Matriarchs and Elders

It’s been almost a month since I last posted to this blog, and it’s not because I haven’t been writing. However, most of the writing recently has been emails to individuals – sometimes answering a question, sometimes commenting on a current event, and sometimes offering, I hope, helpful advice.

Although I write quickly, I am a deliberate, careful sharer of my writing. I care deeply that what I say will convey the true import of my thoughts and feelings. It matters to me that I am supportive vs. dismissive or unredemptively critical of the person(s) I’m writing to or about. As my friend, Zoe, says, I hope that I am adding to the silence when I speak.

Bishop Nedi Rivera said to me a year ago as we traveled on a bus to Sunday Mass in the high country of Taiwan, “You’re an elder.” Those words have stuck with me, and I’ve pondered them often. Those words resonate with the transition I’ve been experiencing for the past nine years that my mother has lived with us and since my first grandchild was born.
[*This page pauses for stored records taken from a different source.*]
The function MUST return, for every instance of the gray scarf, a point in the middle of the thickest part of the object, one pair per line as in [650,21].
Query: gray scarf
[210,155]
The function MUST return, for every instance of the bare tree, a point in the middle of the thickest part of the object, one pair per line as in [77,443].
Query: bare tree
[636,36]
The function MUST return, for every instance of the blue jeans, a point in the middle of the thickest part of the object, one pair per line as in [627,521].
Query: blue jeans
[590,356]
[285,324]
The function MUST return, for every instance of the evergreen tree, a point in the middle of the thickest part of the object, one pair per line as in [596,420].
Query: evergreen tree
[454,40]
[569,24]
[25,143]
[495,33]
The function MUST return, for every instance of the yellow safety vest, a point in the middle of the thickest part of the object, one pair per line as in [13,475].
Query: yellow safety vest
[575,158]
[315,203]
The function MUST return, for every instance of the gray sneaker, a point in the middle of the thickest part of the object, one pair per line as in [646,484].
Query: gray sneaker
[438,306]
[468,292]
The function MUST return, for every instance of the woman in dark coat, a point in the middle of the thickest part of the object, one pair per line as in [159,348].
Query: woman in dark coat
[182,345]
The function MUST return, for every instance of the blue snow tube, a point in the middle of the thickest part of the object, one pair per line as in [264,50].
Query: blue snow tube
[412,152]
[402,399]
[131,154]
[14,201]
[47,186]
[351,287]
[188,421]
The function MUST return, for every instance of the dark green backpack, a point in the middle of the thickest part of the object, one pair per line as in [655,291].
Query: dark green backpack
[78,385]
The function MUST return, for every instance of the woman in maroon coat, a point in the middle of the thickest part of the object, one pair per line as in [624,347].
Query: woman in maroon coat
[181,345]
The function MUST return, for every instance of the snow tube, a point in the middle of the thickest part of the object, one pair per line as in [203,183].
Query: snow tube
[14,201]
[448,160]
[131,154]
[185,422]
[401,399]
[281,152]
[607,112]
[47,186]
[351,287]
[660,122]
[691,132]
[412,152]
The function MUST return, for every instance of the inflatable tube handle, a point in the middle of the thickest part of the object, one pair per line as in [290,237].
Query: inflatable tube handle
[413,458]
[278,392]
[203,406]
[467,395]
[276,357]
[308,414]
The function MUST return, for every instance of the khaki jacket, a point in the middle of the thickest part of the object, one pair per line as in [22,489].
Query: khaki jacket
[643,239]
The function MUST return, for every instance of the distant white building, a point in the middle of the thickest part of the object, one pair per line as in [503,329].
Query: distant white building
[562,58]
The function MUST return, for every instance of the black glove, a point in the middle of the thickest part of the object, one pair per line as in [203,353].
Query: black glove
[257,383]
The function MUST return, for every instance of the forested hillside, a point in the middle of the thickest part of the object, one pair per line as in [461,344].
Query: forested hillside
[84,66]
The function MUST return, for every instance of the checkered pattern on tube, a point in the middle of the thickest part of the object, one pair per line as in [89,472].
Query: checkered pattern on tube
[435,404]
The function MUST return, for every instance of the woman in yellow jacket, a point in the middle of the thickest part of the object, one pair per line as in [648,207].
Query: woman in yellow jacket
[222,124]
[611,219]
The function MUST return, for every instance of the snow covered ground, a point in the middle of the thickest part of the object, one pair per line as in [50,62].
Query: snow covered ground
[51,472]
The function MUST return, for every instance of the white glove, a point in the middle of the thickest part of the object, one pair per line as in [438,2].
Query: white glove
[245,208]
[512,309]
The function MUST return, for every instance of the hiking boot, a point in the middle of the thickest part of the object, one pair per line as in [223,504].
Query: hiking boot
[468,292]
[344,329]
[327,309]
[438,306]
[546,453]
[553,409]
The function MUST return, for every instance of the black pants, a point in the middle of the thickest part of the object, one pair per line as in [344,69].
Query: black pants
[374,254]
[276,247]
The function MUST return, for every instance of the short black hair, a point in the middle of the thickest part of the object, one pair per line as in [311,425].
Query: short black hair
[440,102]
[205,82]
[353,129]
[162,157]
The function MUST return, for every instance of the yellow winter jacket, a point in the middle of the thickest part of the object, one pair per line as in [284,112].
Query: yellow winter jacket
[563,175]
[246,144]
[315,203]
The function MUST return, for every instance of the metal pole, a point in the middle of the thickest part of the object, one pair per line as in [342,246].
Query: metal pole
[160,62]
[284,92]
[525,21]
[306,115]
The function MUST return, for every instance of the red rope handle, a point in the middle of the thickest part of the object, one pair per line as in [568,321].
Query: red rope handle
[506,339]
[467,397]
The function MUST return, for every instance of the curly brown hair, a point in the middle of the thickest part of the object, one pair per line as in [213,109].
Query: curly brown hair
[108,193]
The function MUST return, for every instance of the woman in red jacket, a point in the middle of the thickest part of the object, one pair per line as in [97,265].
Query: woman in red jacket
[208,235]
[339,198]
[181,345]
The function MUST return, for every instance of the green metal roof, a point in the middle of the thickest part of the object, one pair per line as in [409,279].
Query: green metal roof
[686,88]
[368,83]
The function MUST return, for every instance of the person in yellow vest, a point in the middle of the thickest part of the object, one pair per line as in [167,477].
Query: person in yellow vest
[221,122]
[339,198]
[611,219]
In the past decade I’ve transitioned to being the matriarch of my generation, the one who is acknowledged as the keeper of the family’s metaphorical gates. The defining moment was nine years ago when I learned that my mother and the women of her generation were categorizing my widowed sister-in-law, whose husband, my youngest brother, had died six years earlier, as not an equal member of the Lee family.

The triggering event was a one-year birthday party that Herb and I hosted in California for the entire family to meet and celebrate our grandson. While the live-in paramours of my cousins were welcomed by my mother’s generation, the same courtesy was not extended to my sister-in-law because she was a daughter-in-law and not a daughter. In a traditional Chinese family, those distinctions matter in word and in deed. There are words to name each of the in-law relationships including distinguishing “on the mother’s/father’s side” and “married to the child of such-and-such birth order.”

That was the first time I spoke with the authority of a newly minted matriarch, standng up for justice and equal treatment for the mother of my mother’s youngest grandson and of my only nephew. There was push-back from the grandmothers, who objected vociferously with rationales that didn’t make any sense to me or to my brother, Jon, to whom I turned for advice and support. I finally said to the grandmothers that I would be very sad if they chose not to attend the one-year birthday party, because my sister-in-law and her partner would be attending.

The confirmation of my new matriarch role came when everyone in the family showed up for the party. The passing of the baton from one generation to the next happens not with trumpets blaring and tympanis clashing, but with the quiet acquiescence of old ladies who murmur approval upon tasting the family’s favorite dish cooked by a daughter from her own new recipe.

I cannot say that I aspired to be an elder, and I certainly thought that elderhood came to those much older than I, who just turned 60. The nuances of being an elder are subtle. People pay attention to what you say, even quoting you, and you become keenly aware of the responsibility to speak with integrity. You notice that your praise and acknowledgment seem to be meaningful to others, and you become more alert to opportunities to offer thanks and specific compliments. People want you to carry their hurts and needs to the halls of decision-making, and you become more intentional in your listening, inquiring more widely. You cannot be an elder without living into these responsibilities.

One of the most profound nuances for me is my need to be grounded constantly in the loving arms of God and my community. People often comment that they don’t know how I do as much as I do. While I do a lot, I also spend enormous amounts of time in contemplation and prayer, which are the fuel that give me the energy and stamina to attend to the work to which I am called. Another source of succour and renewal is the time spent with friends and colleagues in deep conversation where I try to be open and vulnerable about what is happening in my life and what I am thinking.

I pray for the grace to continue to add to the silence and to be worthy of the respect and trust given to me in my elder’s role.


Laurie Gudim and Rosean Amaral said...

A very humble "hats off" to you, my friend, as you go about your justice work. I am SO glad you are an elder.


Dear Laurie,

You are one of those dear friends and colleagues whose heart and words light my path. I am blessed to have you in my life.